Hoje o relativismo axiológico, o multiculturalismo descomprometido e o liberalismo económico que assume o mercado como um sistema anulador da ética na sua amoralidade inumana, dão origem a um cinismo corrosivo que destrói qualquer capacidade de ir ao encontro da diferença e do que é específico do mundo em que vivemos, da cultura que nos investe nesse mundo com um sentido, humano, demasiado humano para se manter dentro dos limites da humanização apropriadora e exclusivista.
É, pois, urgente pensar. Mas resistindo, desde logo, à entrega acrítica ao pendular exercício da aquilatação comparativa, o jogo judicativo da Razão mecanicista, capaz de pesar tudo, mesmo, cegamente, os imponderáveis do viver e do morrer e do que, aquém, além, abaixo e acima disso faz nascer os sentidos que dão densidade ao que somos, nos fazem ver a necessidade, ou a precisão (no sentido do que nos faz falta como o pão para a boca, e não da exactidão que resulta da medida e da pesagem, sempre terminantes e determinantes) do que não somos, do que ainda não somos.
Pensar no sentido que nos dá a ver José Enes, indo mais longe na via aberta por Heidegger. Este último vê no pensamento uma forma sublime do cuidado, um ir ao fundo, à Memória, ao não esquecimento, à não morte do aprofundado sentido do ser, na sua radicação na abissal transcendência da liberdade que nos urge. José Enes vê aí a ferida, a rasgura que a Língua pensa, dispensando o alívio duma visão na qual nos postamos inteiros, como resguardo e veículo de transcensão, sublimação e exaltação.

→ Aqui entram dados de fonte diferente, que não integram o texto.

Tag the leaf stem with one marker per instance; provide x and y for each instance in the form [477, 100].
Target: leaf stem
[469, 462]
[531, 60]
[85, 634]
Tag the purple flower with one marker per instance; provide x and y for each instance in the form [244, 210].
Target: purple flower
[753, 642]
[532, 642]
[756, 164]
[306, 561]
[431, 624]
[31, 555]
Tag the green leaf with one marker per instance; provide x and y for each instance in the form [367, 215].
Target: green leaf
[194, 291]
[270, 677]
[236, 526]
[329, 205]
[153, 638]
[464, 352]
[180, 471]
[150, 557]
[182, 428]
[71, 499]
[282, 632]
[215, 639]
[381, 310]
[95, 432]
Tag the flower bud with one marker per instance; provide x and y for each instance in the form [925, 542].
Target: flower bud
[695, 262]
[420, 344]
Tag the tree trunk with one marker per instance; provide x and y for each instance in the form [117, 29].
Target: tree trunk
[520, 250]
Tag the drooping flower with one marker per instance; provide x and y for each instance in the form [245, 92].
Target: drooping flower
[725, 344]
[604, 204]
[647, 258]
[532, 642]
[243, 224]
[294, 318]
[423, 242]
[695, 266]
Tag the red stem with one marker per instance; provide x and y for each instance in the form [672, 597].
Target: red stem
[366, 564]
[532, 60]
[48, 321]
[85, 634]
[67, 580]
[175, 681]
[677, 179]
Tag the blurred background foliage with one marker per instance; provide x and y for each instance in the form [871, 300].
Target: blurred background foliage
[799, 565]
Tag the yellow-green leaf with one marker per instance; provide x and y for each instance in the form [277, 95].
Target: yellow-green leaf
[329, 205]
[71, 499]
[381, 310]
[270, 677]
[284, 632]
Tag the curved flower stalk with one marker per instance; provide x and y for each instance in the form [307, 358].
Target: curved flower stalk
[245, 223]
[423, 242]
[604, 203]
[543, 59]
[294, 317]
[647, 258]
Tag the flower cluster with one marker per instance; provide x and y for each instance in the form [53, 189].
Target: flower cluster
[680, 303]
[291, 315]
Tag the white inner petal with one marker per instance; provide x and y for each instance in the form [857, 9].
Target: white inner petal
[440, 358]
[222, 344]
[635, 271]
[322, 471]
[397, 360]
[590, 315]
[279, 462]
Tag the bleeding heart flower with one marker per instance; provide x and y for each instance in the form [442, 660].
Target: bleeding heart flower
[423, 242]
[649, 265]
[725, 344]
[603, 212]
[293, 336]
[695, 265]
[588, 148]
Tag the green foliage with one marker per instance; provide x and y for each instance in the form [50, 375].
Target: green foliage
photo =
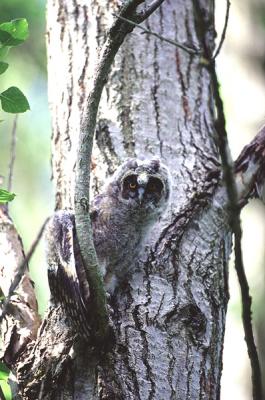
[4, 374]
[6, 196]
[3, 67]
[12, 34]
[14, 101]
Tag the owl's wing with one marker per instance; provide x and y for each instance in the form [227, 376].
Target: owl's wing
[65, 272]
[95, 208]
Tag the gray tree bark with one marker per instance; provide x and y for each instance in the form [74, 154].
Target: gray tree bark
[169, 321]
[169, 318]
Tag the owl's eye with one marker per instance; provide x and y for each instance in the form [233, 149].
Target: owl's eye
[132, 185]
[129, 187]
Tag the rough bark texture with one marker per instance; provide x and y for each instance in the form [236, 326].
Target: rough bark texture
[169, 318]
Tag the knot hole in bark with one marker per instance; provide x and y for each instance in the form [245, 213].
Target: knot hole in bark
[189, 317]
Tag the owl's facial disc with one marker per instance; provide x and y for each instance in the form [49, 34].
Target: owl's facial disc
[142, 188]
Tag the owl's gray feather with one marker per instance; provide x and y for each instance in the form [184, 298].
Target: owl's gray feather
[131, 201]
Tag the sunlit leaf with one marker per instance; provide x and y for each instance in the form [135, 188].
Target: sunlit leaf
[14, 101]
[3, 67]
[6, 196]
[14, 32]
[4, 51]
[6, 390]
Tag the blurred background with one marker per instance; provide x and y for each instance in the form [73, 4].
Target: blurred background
[241, 71]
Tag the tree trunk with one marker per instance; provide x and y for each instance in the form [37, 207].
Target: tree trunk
[169, 318]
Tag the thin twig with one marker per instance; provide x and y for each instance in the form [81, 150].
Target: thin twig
[228, 4]
[147, 31]
[236, 228]
[234, 216]
[12, 153]
[151, 8]
[21, 270]
[114, 39]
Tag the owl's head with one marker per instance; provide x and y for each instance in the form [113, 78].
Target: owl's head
[143, 186]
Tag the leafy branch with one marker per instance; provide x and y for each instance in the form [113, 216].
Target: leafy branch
[12, 34]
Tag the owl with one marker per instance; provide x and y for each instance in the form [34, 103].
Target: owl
[131, 201]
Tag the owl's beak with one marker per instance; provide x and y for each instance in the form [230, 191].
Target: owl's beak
[141, 191]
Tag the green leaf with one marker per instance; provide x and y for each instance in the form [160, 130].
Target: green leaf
[14, 101]
[3, 67]
[6, 390]
[14, 32]
[6, 196]
[4, 51]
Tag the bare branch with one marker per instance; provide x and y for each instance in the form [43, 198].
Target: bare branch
[250, 170]
[21, 271]
[12, 153]
[234, 211]
[189, 50]
[228, 4]
[115, 38]
[149, 10]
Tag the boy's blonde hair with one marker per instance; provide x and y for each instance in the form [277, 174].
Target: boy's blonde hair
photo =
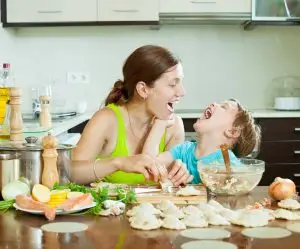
[250, 136]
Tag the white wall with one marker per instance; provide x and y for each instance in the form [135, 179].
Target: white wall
[219, 61]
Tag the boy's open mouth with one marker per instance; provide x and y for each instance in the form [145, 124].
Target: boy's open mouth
[208, 113]
[170, 106]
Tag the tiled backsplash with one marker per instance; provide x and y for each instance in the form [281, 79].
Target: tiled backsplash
[219, 61]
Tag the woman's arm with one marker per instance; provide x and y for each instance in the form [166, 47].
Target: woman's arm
[97, 134]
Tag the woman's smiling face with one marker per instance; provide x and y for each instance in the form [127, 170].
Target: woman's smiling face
[167, 91]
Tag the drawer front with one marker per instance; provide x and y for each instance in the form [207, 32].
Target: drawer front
[128, 10]
[280, 152]
[291, 171]
[35, 11]
[205, 6]
[279, 129]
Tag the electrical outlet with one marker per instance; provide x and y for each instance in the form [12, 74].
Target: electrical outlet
[78, 77]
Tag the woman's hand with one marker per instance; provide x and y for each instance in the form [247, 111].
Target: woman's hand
[179, 173]
[143, 164]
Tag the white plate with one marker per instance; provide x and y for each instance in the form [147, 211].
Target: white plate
[58, 211]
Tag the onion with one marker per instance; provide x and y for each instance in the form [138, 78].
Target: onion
[12, 189]
[282, 188]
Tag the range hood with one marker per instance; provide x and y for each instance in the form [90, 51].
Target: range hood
[276, 12]
[204, 18]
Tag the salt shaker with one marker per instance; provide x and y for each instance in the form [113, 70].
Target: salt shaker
[45, 116]
[16, 121]
[50, 172]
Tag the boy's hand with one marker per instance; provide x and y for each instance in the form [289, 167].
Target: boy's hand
[179, 173]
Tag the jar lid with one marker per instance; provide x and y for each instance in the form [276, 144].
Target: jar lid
[31, 144]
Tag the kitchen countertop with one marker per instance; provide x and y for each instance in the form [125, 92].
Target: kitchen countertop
[20, 230]
[256, 113]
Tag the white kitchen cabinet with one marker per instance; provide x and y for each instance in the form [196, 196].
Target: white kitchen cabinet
[205, 6]
[42, 11]
[128, 10]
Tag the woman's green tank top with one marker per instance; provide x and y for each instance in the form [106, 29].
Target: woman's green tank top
[121, 149]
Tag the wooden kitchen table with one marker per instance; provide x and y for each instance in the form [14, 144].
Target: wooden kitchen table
[20, 230]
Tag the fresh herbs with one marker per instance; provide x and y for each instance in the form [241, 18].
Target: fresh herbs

Assim a Língua não é nossa, é do pensamento e, nesse sentido sublimante é universal.
Pensar é não esquecer que existe o outro do outro em nós e nos que vemos como outros em relação a nós. A entrega à mesmidade do racionalismo tecnicista e entificante fere a indiferenciação que se joga na diferença e na disseminação. Não que as diferenças não contem, mas há que vê-las como a radical impossibilidade da cisão. Daí a urgência do pensar.
E a escrita é a actividade por excelência do pensamento, é o que permite soturar, sem esconder o que se abriu nas feridas que o esquecimento abre na tessitura em fractal daquilo que se vive nas nossas vivências. Daí a impossibilidade da Língua se ver apropriada pela Técnica. Mesmo a informática é uma forma, muito simplista, de tentar apalpar a luz. E só na escrita e no Dito, a luz pode ser apropriada sem a despegarmos da escuridão, no fundo, o segredo do seu brilho e da sua dispensação da visão.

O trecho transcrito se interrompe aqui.